WikiConference North America was virtual from 2020 to 2022 because of the COVID-19 pandemic. The 2020 event was held during December 11–13. The 2021 event was held during October 8–10 and saw a Wiknic in New York City. The 2022 event was held in November with Mapping USA in collaboration with OpenStreetMap.

WikiConference North America returned to an in-person format in 2023 with the theme "Recent Changes". It was held at the Toronto Reference Library in Toronto, Ontario, from November 9–12. The 2024 conference was held at Indiana University Indianapolis. The theme was "Crossroads", inspired by the Indiana state motto and also alluding to the multiple meanings of the word—as the place where Wikimedians from across the continent. The first day of the conference—October 4—was declared as "Wikipedia Day" in Indianapolis through a proclamation by mayor Joe Hogsett.

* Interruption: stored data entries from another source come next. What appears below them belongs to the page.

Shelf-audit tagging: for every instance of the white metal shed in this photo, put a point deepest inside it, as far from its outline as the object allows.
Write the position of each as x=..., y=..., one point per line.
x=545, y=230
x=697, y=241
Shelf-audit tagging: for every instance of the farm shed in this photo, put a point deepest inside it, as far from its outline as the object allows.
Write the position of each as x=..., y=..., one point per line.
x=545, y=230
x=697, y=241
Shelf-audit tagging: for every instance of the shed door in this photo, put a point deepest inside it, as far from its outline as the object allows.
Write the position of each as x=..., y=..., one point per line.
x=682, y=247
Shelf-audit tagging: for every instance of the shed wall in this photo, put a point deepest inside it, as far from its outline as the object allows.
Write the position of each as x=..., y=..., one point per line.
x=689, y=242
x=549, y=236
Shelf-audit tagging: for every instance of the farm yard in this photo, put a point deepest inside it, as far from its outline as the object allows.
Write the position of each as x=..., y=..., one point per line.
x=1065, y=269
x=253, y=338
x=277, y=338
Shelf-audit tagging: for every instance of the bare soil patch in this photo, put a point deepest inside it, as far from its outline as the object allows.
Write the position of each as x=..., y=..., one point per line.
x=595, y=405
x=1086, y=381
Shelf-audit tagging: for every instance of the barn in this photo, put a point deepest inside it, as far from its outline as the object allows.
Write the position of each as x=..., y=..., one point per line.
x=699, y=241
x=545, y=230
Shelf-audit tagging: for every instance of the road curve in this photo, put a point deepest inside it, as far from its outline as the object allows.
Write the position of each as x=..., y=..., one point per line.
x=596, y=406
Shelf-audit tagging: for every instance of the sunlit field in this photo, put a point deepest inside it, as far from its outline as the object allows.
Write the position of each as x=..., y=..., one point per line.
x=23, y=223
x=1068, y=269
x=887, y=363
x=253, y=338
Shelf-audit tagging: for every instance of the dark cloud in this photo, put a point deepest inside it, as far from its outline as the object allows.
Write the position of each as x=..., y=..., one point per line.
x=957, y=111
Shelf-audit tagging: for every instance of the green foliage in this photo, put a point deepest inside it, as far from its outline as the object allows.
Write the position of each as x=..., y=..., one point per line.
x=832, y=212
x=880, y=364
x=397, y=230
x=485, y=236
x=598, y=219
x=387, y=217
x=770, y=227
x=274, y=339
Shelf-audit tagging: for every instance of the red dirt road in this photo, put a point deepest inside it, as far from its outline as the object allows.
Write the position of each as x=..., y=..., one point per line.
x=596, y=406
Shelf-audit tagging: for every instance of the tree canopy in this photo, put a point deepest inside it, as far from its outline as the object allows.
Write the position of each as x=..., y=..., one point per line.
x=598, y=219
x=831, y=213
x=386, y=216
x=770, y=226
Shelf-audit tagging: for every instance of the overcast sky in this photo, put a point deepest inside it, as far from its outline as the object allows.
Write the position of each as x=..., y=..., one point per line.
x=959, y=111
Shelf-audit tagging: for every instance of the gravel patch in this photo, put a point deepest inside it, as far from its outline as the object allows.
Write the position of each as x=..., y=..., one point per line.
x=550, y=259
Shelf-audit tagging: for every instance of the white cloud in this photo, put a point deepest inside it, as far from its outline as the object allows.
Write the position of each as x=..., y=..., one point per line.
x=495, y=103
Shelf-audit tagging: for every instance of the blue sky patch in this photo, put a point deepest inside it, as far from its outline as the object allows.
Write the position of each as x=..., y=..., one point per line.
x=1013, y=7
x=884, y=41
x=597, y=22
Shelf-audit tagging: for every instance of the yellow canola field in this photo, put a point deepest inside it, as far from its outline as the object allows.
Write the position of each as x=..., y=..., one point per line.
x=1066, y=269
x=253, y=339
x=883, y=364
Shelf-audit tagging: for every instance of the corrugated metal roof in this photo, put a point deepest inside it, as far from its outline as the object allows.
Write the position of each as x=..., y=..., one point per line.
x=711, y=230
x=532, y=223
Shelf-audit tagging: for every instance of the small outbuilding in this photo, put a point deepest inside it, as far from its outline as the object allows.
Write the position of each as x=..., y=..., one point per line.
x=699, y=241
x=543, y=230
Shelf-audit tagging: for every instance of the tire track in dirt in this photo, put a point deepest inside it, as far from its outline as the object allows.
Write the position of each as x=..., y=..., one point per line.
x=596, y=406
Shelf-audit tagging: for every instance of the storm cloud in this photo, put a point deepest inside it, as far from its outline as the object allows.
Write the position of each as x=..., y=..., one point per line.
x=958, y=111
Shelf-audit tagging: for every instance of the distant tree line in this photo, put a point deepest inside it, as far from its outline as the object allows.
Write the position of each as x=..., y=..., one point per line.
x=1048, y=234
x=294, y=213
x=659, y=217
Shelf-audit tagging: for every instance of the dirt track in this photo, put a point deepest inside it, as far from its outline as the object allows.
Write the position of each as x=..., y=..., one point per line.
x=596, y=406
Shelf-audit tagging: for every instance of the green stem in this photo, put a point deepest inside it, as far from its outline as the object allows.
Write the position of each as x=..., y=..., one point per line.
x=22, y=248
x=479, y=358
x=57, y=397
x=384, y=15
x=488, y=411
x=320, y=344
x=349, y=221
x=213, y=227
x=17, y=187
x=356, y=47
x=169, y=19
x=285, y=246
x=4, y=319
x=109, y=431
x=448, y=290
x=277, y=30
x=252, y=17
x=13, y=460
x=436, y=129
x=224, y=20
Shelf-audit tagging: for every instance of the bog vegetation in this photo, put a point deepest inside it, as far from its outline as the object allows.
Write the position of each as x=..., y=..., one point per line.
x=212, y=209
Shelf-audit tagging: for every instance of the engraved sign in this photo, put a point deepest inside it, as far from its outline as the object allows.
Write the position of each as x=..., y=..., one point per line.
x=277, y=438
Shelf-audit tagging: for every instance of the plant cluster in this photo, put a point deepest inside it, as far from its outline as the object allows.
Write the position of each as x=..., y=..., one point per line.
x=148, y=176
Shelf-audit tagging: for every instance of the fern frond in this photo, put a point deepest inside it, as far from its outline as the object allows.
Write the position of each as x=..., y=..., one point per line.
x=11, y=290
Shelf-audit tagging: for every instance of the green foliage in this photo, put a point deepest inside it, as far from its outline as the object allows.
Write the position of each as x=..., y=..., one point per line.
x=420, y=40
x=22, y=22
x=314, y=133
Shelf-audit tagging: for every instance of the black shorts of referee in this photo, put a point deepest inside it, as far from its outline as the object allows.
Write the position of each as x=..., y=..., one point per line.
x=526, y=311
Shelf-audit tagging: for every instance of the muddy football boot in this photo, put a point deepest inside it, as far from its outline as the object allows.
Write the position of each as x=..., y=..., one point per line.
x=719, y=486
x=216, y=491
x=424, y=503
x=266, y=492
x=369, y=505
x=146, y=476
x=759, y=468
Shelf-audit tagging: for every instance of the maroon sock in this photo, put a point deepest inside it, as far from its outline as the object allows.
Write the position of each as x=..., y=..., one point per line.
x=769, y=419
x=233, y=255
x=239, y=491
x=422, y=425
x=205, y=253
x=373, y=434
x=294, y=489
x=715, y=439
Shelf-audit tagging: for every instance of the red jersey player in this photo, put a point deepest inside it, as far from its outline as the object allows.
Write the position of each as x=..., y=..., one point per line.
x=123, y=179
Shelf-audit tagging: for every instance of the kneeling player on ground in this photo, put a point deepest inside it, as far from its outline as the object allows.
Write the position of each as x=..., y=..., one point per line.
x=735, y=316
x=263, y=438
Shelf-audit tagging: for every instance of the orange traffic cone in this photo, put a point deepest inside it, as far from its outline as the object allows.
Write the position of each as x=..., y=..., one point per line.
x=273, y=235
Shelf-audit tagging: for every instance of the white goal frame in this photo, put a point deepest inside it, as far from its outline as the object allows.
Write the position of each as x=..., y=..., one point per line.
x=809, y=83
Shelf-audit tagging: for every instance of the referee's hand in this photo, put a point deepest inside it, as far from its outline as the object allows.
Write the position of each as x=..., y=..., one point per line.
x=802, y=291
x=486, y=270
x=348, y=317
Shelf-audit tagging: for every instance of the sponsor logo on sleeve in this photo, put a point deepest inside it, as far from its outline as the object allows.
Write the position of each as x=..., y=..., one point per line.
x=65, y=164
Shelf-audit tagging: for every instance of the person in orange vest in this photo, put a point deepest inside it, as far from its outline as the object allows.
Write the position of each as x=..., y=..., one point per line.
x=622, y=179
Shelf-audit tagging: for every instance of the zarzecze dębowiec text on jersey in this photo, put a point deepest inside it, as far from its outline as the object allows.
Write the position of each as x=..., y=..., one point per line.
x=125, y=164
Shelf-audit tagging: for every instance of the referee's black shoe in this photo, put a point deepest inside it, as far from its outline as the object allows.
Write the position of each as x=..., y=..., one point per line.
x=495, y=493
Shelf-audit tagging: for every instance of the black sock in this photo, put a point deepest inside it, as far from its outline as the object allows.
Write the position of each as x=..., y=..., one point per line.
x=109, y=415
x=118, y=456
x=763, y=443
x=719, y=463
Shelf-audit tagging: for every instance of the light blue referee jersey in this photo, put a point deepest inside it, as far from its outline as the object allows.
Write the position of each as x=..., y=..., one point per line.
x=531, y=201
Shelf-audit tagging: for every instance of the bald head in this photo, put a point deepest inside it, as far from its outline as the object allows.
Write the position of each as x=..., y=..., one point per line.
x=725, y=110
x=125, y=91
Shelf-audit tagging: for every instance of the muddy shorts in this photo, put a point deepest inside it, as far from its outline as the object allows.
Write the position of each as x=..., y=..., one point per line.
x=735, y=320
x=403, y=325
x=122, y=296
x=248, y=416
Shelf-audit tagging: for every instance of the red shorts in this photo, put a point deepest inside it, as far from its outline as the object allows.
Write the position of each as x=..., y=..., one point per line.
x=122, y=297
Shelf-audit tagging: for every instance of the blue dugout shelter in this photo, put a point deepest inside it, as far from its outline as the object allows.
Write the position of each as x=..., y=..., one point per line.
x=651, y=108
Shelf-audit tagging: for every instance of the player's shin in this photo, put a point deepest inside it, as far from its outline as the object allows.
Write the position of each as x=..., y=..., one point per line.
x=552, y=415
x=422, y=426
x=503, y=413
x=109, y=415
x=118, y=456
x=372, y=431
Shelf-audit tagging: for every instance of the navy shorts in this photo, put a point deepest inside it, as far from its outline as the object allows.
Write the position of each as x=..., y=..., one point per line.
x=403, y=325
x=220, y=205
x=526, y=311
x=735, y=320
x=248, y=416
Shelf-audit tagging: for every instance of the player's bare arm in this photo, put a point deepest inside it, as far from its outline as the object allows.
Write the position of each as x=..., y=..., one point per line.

The 2025 conference was held in New York City, under the theme of a "Wiki World's Fair" to celebrate the city's 400th anniversary. On the first day of the conference, a self-declared "anti-contact non-offending pedophile" rushed the stage wielding a gun and threatened to kill himself. Two conference participants, Richard Knipel and Andrew Lih, immediately restrained him, and no shots were fired.

In January 2026, Wikimedia Canada announced that the 2026 conference will take place in Edmonton, Alberta, Canada, on September 25–27, 2026, with a Culture Crawl happening the day before on September 24.